Der Höhepunkt eines Berufslebens
In seiner Amtszeit schafft er mit seinen Mitarbeitern wesentliche Grundlagen für eine geordnete städtebauliche Entwicklung der alten Messestadt nach der Friedlichen Revolution. Leipzig beschert ihm, wie er einmal in einem Interview sagt, „den Höhepunkt des Berufslebens“. Die Stadt nennt er ein bisschen euphorisch „eine späte Liebe“.

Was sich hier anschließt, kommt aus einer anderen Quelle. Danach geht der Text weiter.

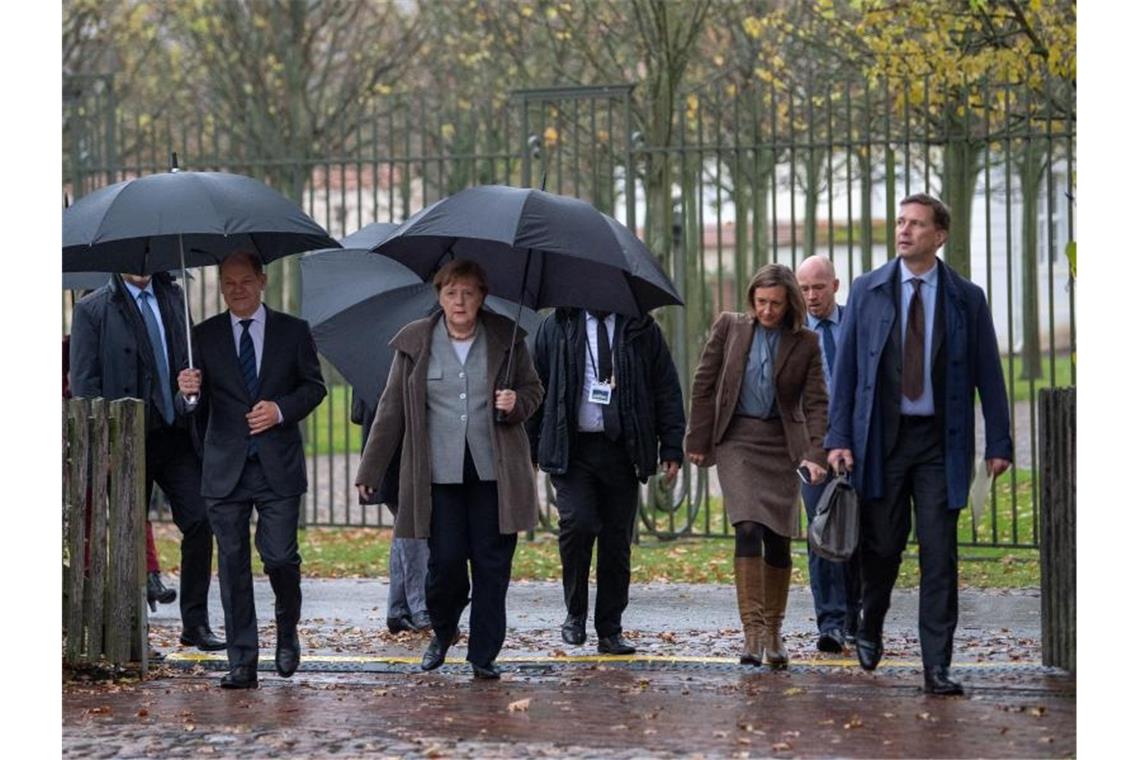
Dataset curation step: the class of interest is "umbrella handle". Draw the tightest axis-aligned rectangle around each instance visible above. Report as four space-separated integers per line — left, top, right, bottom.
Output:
178 233 198 404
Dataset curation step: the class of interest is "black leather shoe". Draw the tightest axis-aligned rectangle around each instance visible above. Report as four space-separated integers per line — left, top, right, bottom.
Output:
855 636 883 671
471 661 501 680
421 634 451 671
180 625 227 652
561 613 587 646
597 634 636 655
275 635 301 678
817 629 845 654
923 666 964 696
146 572 177 612
409 611 433 632
387 615 415 634
220 666 258 689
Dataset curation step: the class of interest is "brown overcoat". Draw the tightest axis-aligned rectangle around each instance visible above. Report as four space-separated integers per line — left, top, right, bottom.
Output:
355 310 544 538
684 311 829 468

Nach der Pensionierung 1995 engagiert er sich für das Leipziger Neuseenland, eine Seenlandschaft, die anstelle früherer Tagebaue entsteht. Oft genug erhebt er seine Stimme, wenn wieder einmal in seinen Augen falsche Weichenstellungen im Städtebau gemacht werden. Und engagiert sich in durchaus spektakulären Aktionen, etwa um die Sprengung der Abraumförderbrücke im Tagebau Zwenkau zu verhindern und diese als Denkmal zu retten. Das klappt zwar ebenso wenig, wie der Erhalt der Kleinen Funkenburg. Interne Aufforderungen, sich als Ex-Stadtbaurat nicht öffentlich in Belange der Stadtentwicklung einzumischen, weist er zurück. „Ich bin ein freier Bürger“, sagt er. 2017 kritisiert er das Verfahren zur künftigen Gestaltung des Wilhelm-Leuschner-Platzes. In einem offenen Brief an Oberbürgermeister Burkhard Jung wirft er der Stadtverwaltung eine Missachtung des bürgerschaftlichen Engagements vor.

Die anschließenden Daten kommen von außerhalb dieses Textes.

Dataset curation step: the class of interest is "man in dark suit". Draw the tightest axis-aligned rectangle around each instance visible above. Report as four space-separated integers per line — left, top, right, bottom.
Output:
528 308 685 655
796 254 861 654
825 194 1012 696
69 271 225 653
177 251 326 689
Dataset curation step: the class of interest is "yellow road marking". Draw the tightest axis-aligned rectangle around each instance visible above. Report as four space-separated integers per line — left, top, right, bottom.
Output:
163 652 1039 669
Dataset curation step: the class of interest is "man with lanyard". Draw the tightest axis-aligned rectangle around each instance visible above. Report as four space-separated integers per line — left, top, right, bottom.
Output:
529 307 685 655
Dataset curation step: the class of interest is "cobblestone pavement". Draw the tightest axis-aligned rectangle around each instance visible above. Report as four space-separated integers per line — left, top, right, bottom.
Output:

Bücher über den Wandel Leipzigs
Gemeinsam mit dem Fotografen Armin Kühne publiziert er Bücher über den Wandel Leipzigs. Gormsen hat die Idee, die sanierte Stadt, mit dem Zustand der Stadt zu seiner Amtsübernahme 1990 zu vergleichen. Kühne, der Leipzig seit Jahrzehnten fotografisch detailreich dokumentiert, hat dafür genau die geeigneten Bilder. Weil sich für den Erstling kein Verlag interessiert, finanziert Gormsen die erste Auflage des Buches privat. Später werden seine Bücher zum Verkaufsschlager des Verlages Edition Leipzig.

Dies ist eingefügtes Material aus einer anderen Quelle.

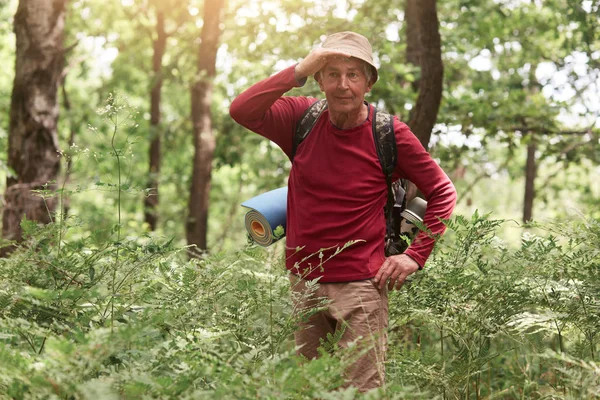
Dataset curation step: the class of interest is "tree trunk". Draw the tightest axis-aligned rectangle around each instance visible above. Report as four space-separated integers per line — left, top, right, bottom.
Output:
405 0 421 91
405 0 444 202
407 0 444 150
144 9 166 231
523 65 539 224
1 0 65 256
186 0 225 255
523 136 537 223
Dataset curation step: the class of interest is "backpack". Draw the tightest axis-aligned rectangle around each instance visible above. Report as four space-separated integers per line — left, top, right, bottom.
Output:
291 99 409 256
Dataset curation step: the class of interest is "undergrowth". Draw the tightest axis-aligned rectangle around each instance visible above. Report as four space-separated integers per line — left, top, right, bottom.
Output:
0 97 598 399
1 212 599 399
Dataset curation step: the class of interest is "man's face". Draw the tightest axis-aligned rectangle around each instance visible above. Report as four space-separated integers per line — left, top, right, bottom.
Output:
317 57 373 116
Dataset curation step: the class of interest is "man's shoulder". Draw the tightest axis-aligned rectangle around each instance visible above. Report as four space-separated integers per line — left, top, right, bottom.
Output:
296 97 325 119
370 109 412 141
280 96 319 112
299 96 323 109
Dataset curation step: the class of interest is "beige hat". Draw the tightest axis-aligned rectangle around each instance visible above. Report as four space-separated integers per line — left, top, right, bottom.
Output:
319 31 378 83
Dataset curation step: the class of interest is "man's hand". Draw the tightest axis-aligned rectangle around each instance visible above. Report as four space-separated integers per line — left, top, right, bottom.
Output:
374 254 420 291
294 48 352 82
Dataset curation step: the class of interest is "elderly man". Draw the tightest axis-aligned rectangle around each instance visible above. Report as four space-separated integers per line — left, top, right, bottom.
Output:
230 32 456 391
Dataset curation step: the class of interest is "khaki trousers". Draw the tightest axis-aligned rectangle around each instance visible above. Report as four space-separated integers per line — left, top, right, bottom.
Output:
289 274 389 391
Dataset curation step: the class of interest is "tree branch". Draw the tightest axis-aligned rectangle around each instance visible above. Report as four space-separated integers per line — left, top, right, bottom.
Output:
511 127 594 136
456 156 513 205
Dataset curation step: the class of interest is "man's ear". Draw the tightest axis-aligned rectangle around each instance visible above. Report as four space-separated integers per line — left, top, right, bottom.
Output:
316 72 325 92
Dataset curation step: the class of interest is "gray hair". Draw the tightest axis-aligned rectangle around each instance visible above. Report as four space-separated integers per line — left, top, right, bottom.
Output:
362 61 374 84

Gormsen selbst veröffentlicht ebenfalls Skizzenbücher. Seine künstlerische Ader als Architekt verwirklicht er in unzähligen Zeichnungen. Eine von der Kongresshalle am Zoo wird sogar das Logo des gleichnamigen Fördervereins. Und er organisiert „mit Schlips und Kragen“ Radtouren, die nahezu legendär werden. Nach dem Tod seiner Frau Traute, die in Mannheim lebte, heiratet er im Januar 2017 seine langjährige Leipziger Weggefährtin Hella Müller. Er ist Gründungsmitglied und langjähriger Vorsitzender und Ehrenvorsitzender des Fördervereins Neue Ufer. Außerdem engagiert er sich als Ehrenvorsitzender der Deutschen Akademie für Städtebau und Landesplanung. Geehrt wird er sowohl mit dem Bundesverdienstkreuz als auch dem Verdienstkreuz des Freistaates Sachsen.
Vier Wochen vor seinem 91. Geburtstag stirbt er bei einem Krankenhausaufenthalt in Borna. Sein Nachlass befindet sich heute im Stadtarchiv Leipzig. Dabei handelt es sich um Skizzenbücher, Aufsätze, Vorträge, Briefe und Fotos, die von seiner Kreativität und seinem Engagement für die Stadt zeugen. Mit der Schenkungsurkunde wurde geregelt, dass der Nachlass erst nach dem 1. Januar 2029 öffentlich zugänglich und nutzbar sein wird, um private Belange der Familie und anderer Weggefährten zu schützen.